Brad Thyer
- Born: Brad Thyer 7 February 1993 (age 33) Pontypridd, Wales
- Height: 181 cm (5 ft 11 in)
- Weight: 113 kg (17 st 11 lb)

Rugby union career
- Position: Loosehead Prop

Senior career
- Years: Team / Apps / (Points)
- 2014-: Cardiff Rugby / 92 / (0)
- 2021: → Glasgow Warriors / 4 / (0)

International career
- Years: Team / Apps / (Points)
- Wales U20

= Brad Thyer =

Brad Thyer (born 7 February 1993) is a Welsh rugby union player who plays for Cardiff Rugby as a prop. He has also previously played for Glasgow Warriors on loan.

==Rugby Union career==

===Professional career===

Thyer made his debut for Cardiff Rugby in 2015 having previously played for their academy team. He played 87 times for Cardiff before leaving to begin his loan at Glasgow Warriors.
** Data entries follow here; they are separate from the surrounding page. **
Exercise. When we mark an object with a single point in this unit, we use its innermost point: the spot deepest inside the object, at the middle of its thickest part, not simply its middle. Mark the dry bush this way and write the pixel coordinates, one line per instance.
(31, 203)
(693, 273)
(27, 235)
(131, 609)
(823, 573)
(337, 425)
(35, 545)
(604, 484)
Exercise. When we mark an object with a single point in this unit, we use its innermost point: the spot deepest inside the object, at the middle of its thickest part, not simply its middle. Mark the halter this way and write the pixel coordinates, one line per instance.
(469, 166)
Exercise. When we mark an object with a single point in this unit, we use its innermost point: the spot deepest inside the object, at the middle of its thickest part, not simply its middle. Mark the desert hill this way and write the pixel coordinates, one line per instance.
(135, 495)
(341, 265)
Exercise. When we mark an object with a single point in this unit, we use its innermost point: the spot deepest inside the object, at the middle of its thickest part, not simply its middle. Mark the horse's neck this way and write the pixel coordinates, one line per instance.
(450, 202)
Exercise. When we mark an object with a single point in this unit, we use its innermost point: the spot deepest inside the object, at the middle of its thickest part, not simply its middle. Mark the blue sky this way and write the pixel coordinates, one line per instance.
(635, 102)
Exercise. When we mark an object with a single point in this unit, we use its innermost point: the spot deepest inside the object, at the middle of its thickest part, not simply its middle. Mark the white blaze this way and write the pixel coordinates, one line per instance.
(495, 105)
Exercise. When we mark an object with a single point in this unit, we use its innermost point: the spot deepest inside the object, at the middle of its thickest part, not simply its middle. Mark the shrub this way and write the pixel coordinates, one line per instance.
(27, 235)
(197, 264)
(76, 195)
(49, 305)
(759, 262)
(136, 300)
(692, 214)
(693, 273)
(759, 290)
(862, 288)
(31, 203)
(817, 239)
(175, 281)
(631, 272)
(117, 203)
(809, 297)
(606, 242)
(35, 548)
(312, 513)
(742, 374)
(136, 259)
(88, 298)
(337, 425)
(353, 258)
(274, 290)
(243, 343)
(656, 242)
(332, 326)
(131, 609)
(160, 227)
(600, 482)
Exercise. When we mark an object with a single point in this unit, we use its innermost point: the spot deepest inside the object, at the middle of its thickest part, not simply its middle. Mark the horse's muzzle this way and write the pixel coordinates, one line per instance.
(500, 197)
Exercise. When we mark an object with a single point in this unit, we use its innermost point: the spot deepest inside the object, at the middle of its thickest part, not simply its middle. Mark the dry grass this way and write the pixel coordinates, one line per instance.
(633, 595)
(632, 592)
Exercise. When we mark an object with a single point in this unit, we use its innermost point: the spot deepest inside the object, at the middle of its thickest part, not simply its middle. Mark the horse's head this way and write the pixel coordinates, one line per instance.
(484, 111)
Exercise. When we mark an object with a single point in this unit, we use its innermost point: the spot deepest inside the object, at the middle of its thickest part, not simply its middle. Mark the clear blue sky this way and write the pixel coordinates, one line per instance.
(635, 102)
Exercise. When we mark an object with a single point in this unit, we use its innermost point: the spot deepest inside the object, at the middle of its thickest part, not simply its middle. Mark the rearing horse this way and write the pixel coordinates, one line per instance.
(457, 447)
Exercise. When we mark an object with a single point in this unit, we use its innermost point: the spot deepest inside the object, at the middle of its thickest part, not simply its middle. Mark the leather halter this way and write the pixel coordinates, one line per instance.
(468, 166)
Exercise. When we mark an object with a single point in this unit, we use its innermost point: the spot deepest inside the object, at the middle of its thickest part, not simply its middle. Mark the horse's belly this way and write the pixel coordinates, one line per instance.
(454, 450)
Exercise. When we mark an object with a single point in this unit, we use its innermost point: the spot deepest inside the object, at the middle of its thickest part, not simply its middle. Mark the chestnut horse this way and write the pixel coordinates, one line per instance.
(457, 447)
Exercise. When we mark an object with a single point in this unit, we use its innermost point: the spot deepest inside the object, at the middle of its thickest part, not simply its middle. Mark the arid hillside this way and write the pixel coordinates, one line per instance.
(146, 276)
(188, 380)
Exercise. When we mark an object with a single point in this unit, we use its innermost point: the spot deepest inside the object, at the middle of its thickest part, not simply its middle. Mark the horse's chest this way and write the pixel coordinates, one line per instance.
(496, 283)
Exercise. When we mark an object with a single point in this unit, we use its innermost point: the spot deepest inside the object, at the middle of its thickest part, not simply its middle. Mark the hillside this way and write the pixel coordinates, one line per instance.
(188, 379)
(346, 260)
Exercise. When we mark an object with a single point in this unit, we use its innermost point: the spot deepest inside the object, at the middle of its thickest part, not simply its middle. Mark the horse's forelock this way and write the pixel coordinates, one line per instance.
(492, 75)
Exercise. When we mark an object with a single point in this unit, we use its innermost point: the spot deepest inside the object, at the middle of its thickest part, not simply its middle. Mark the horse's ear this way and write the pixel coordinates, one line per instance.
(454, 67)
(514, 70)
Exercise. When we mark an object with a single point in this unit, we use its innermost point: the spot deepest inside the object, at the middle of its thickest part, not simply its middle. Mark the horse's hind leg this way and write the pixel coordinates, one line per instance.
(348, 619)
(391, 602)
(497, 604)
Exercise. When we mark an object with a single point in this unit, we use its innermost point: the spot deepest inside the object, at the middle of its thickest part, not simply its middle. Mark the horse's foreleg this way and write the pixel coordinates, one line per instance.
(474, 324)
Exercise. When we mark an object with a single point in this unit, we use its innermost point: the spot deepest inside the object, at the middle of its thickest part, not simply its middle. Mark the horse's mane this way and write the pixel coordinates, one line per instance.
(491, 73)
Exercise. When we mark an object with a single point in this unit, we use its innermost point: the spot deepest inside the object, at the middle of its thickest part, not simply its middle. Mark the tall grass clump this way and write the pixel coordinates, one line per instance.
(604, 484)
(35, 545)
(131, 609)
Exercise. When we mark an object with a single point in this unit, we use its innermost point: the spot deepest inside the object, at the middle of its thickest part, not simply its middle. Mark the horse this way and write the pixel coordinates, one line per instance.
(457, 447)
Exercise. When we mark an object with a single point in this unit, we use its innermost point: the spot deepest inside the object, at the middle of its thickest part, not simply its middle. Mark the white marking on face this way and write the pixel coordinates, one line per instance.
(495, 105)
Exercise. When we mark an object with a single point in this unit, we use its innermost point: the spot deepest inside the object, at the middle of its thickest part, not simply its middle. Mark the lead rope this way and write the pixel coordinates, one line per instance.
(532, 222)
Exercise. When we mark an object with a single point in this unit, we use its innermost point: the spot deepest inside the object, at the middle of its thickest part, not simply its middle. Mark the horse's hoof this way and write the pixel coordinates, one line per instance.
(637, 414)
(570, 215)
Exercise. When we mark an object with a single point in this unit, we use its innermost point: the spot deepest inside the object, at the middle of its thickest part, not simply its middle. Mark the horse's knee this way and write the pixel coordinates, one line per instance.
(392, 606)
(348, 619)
On 9 September 2021 it was announced that Thyer would join Glasgow Warriors on a short term loan deal.

Thyer was named as a replacement for their 10 September 2021 friendly against Worcester Warriors. He made his competitive debut for Glasgow in the 24 September 2021 match against Ulster away at Ravenhill Stadium in the United Rugby Championship - earning the Glasgow Warrior No. 329.

On 18 October 2021 his loan deal to the Warriors ended and he returned to Cardiff Rugby.

===International career===

Thyer has played for the Wales Under 20 side.